I love writing on topics that combine injury rehabilitation, skiing, and current events. With real-life Achilles himself, American Olympic alpine skier Steve Nyman, recently tearing his achilles tendon and undergoing surgical repair, it seems like the appropriate time to discuss this injury and its associated rehab. This article can help you reduce the risk of this injury occurring or, in the unfortunate event you share the same injury experience as Mr. Nyman, it can improve your return back to snow. I will paint a clinical picture of this injury, the treatment options, provide an overview of the rehabilitation, and identify the criteria needed to safely return back to skiing.
Achilles tendon injuries are the number one reported overuse injury in the literature, and is most commonly experienced by middle aged runners and rock climbers, affecting more males than females, and surprisingly is the third most common injury suffered by World Cup skiers after knee sprains and low back pain.1-6 The knees, hips, and core get the most love during strengthening and conditioning, and the achilles tendon becomes the “red-headed stepchild” of training leading it vulnerable to injury. There are two common locations where achilles tendon injuries occur: 1) at the achilles tendon about 2-6 centimeters above the insertion of the achilles tendon (aka mid portion tendinopathy), and 2) as it inserts into the heel bone (i.e. insertional tendinopathy).
Both types of injuries can have two possible outcomes. First, and the most common type, are sprains of the tendon or muscle varying from mild to severe. This type is observed more frequently in training than in competition as a quick ramp up in the former can cause unsafe loading and shearing forces on the achilles tendon.6 The second type of achilles tendon injury is a complete rupture of the tendon. This occurs most commonly in men and women between the ages of 20-40 years old during competitive or recreational activities such as skiing, running, or hiking and accounts for 15% of all tendon tears that occur per year in the United States.7 Risk factors that correlate to achilles tendon disorders include limited ankle dorsiflexion range of motion, decreased calf strength, increased foot pronation (flat foot posture), obesity, and runners who demonstrate a “heel-strike” pattern.8 Adress each of these risk factors to help reduce your risk of this injury.

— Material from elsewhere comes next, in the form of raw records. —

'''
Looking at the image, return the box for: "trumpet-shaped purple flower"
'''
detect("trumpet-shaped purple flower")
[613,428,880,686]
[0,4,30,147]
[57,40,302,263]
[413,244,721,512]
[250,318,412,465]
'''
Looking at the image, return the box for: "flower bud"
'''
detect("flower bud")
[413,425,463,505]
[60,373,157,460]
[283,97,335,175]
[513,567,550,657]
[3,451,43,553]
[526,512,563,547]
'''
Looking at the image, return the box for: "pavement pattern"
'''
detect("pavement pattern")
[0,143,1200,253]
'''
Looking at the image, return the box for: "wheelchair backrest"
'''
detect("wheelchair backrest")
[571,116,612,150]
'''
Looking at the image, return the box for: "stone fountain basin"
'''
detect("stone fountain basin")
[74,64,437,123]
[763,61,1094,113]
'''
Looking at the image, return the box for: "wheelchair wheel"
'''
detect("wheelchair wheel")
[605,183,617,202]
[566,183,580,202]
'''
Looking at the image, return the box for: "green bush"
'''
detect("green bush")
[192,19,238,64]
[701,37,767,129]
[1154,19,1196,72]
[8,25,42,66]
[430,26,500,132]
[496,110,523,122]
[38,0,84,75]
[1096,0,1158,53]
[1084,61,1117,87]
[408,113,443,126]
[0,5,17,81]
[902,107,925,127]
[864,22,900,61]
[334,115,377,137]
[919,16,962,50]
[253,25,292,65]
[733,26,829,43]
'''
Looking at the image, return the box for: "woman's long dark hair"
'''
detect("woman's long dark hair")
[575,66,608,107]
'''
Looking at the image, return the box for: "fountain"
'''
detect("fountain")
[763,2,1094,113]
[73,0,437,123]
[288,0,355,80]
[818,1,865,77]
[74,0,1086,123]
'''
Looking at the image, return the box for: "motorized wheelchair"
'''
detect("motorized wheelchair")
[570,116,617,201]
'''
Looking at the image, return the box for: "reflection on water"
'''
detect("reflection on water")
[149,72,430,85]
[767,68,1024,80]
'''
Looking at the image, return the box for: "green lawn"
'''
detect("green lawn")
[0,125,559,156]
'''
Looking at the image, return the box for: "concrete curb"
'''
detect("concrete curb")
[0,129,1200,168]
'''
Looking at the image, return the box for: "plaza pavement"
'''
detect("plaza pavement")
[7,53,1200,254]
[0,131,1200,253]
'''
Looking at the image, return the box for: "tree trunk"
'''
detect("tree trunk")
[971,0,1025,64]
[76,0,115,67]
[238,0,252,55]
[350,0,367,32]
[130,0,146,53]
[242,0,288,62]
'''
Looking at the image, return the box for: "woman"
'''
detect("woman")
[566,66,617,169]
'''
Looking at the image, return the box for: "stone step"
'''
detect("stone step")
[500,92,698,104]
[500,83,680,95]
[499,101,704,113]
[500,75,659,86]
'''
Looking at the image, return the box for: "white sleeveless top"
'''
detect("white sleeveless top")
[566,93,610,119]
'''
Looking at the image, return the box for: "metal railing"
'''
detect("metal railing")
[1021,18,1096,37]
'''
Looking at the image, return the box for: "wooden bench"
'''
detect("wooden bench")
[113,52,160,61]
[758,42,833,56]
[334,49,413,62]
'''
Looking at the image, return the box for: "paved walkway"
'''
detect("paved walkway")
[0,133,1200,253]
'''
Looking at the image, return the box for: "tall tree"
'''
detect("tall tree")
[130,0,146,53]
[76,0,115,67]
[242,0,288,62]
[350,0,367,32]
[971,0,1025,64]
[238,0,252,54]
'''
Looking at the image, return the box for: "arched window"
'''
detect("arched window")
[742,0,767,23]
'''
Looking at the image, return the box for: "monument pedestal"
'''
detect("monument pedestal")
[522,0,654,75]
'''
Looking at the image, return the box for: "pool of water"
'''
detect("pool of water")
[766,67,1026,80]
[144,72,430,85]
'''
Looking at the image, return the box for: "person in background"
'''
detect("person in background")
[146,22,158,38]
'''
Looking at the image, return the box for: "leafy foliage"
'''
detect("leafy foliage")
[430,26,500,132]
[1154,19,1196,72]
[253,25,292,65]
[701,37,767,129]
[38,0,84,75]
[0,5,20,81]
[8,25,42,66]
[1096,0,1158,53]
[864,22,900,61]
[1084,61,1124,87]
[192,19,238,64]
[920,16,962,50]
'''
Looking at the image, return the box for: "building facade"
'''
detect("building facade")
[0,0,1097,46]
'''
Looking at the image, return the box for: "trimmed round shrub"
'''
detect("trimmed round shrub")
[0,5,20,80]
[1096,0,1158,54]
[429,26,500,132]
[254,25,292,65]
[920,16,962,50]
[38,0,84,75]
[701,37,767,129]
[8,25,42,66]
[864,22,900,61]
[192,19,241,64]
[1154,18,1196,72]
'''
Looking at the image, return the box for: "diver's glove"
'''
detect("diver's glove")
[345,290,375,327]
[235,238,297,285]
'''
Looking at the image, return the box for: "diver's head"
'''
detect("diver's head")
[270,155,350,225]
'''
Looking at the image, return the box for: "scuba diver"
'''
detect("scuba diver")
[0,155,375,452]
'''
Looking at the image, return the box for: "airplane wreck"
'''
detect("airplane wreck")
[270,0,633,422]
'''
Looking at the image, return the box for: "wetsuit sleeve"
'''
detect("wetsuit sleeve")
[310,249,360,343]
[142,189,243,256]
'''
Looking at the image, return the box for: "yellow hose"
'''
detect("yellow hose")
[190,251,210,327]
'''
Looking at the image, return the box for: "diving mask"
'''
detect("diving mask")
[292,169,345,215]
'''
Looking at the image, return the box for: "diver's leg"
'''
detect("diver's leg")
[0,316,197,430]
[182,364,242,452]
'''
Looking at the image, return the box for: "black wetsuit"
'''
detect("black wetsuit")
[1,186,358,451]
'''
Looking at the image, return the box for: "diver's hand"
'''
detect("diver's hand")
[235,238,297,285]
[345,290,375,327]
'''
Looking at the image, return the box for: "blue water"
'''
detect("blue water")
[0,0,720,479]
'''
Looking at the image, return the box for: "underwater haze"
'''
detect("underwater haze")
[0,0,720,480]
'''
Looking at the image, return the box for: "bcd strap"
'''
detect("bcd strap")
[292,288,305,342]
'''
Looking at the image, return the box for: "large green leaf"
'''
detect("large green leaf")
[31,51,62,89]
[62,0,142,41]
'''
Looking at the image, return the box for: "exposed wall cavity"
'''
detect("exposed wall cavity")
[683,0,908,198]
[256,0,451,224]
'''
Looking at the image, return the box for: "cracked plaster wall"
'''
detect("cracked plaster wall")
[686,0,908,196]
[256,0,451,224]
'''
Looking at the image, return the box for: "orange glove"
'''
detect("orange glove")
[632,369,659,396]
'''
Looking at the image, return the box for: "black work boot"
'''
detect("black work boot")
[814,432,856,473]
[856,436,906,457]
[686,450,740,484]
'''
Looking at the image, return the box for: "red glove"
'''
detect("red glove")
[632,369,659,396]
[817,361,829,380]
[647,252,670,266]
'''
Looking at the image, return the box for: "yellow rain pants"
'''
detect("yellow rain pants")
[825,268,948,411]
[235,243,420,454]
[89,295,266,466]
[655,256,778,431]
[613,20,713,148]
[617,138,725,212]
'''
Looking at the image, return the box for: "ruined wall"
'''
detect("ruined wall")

A complete rupture like what happened to Mr. Nyman is going to immediately sideline a skier. But even a mild to severe sprain can sideline 50% of skiers for at least 8 days, with 25% of skiers missing greater than 28 days, and the average time to recover being 82 days.9,10 Athletes such as skiers who try to come back before 8-10 days after an initial injury have a 27% higher risk of re-injury.9,10 Returning too soon can also make the injury worse by turning it from a mild or moderate sprain to a severe sprain which leads to 38% of these people requiring surgical intervention.11
There are two treatment options for the different kinds of achilles tendon disorders. Conservative treatment is the recommended choice for mild, moderate, and a majority of severe tendinopathy injuries, and surgery has been the choice for some cases of severe tendinopathies and for full tendon ruptures. Since Mr. Nyman’s injury I have been asked more, “do I need to get surgery for a full tear”? At first the question may seem silly with traditionalists exclaiming, “it’s a full tear, it won’t heal on its own, of course you need to get surgery.” But, upon more investigative research into the outcomes following surgical repair for a torn achilles tendon, the question should not be dismissed out of hand.
While there is a 5.1% lower rate of re-rupture for those who choose operation compared to non-operation, there is a statistically significant increase in the risk of other complications following surgery with infection being the most common at 2.8% of the time.12-14 Now, that may seem like an unfair argument since postoperative complications will always be a risk if you choose surgery versus nonsurgery. But, add to the clinical picture that long term functional and return to sports outcomes appear to be the same for both groups, with each returning to sports at the same pre-injury competitive level within 6-9 months, and can it turn the question into not having a straightforward answer.12-14
If you’re Steve Nyman then of course you should choose the surgical route. He is the definition of an elite athlete in a sport that requires incredible physical strength at fast speeds. Surgery is the right recommendation for Steve as well as any highly active athlete who demands early return to extremely strenuous sports at an elite competitive level. The choice becomes more debatable for recreational skiers between 40-60 years old with non-acute injuries. After all, the lower rate of other complications following non-operative treatment might outweigh the relatively small benefit of lower re-rupture rate in surgical cases.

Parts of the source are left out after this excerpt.